In Uncategorized on July 15, 2014 at 10:18 pm
The very first time I met Jay Asher was at the SCBWI Summer Conference in 2010. We were in a big crush of people in the banquet hall, it was chaos, I introduced myself on the spur of the moment, and I’d be shocked if Jay remembers. I remember thinking he seemed a bit withdrawn, and wondering if it was because he faced a constant stream of random people like me saying “OMG YOU’RE JAY ASHER” and whatnot.
We met in a more substantial way two years later at my first-ever faculty gig, at the 2012 Kansas SCBWI conference. We had a couple of real conversations, and I thought “oh, he’s an introvert! Which is awesome because I AM TOO!” I hadn’t suspected that before just because, you know, Disco Mermaids, eighteen bazillion speaking gigs, etc., am I right? It’s easy to overlook the truth in the glare of the lights, I suppose.

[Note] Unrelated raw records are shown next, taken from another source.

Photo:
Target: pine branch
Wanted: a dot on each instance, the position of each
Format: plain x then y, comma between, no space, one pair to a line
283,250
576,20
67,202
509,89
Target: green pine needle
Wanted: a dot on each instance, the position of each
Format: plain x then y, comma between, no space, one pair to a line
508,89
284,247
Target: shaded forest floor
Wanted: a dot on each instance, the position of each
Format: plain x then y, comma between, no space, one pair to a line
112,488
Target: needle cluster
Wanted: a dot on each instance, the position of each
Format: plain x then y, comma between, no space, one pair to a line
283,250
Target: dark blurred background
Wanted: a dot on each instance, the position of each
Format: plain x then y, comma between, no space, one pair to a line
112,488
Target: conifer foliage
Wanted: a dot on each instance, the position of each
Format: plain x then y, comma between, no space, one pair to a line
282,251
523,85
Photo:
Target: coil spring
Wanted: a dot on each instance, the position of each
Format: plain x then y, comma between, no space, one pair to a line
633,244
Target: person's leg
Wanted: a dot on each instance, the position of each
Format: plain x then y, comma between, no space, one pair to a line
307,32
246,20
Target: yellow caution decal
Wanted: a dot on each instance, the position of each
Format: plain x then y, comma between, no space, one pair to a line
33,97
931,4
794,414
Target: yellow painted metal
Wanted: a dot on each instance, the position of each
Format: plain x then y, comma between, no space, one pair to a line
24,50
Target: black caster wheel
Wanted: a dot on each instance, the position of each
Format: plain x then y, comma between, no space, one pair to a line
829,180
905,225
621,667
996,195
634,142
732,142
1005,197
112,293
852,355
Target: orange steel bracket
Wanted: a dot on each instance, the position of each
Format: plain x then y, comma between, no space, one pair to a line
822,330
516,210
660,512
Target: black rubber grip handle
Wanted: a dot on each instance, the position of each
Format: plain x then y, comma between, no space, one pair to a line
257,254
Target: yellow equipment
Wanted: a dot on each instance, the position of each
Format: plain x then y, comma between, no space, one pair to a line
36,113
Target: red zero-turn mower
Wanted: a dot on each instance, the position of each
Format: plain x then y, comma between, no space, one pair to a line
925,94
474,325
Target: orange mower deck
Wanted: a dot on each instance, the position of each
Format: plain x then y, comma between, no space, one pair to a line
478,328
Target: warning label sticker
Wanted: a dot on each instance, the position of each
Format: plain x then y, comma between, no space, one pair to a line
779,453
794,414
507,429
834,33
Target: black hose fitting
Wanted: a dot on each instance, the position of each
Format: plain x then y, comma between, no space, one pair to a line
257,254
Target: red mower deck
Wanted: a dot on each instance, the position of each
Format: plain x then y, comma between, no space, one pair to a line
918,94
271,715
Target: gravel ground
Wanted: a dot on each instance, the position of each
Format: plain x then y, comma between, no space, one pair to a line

We keep running into each other here and there, and something I like about Jay is the fact that he appears to truly grasp the gigantic scope of what’s happened to him. He’s clearly grateful and happy about his career, but he also gives the distinct impression of a man thinking “dude, this $*%& is intense and out of control!” Which seems like an eminently sane and human response. It seems real, you know? I like people who are real. I’m glad I get to hang out with Jay every so often, even if it’s usually just for a short while.
In Uncategorized on July 9, 2014 at 6:13 pm
Moment of gratitude: I accepted an offer of representation from the fabulous Ammi-Joan Paquette back in 2010, and I’ve yet to feel anything other than slobberingly good about that decision. However, signing with Joan was the culminating moment of an agent search process that showed me what a kind, generous, and encouraging community of professionals I was about to join, because I received so many offers of help in my agent search.
I didn’t ask anyone for a referral because I felt really, really uncomfortable with the idea of imposing on anyone like that, but luckily for me people offered me those referrals on their own. More than one of them were from EMLA clients, which played no small role in my final decision, but they weren’t the only ones. Pretty much all of those referrals came from people I’d only communicated with online, although I’ve been fortunate enough to meet many of those people face-to-face, and I consider all of those people my friends, whether we’ve met in person or not.
Here’s another one of those moments in which I suppose I could take some credit for myself, because it’s true that I’ve always tried to be a positive, supportive, and emotionally honest member of the kidlit tribe. I try very hard to maintain the belief that people deserve to be lifted up, even in the relatively small ways that I’m capable of. However, that kind of effort isn’t received well in every professional arena. It can be met with suspicion, dismissal, or scorn. It can be perceived as weakness.
The kidlit tribe doesn’t appear to see it that way, however. I’ve tried to be kind and generous, but the reason I’m able to keep trying is because this business is filled with people whose kindness and generosity far surpass my own. I’ve benefited enormously from that collective spirit of kindness, and every so often it knocks me into a state of slack-jawed amazement. It did during my agent-seeking years, and it still does today.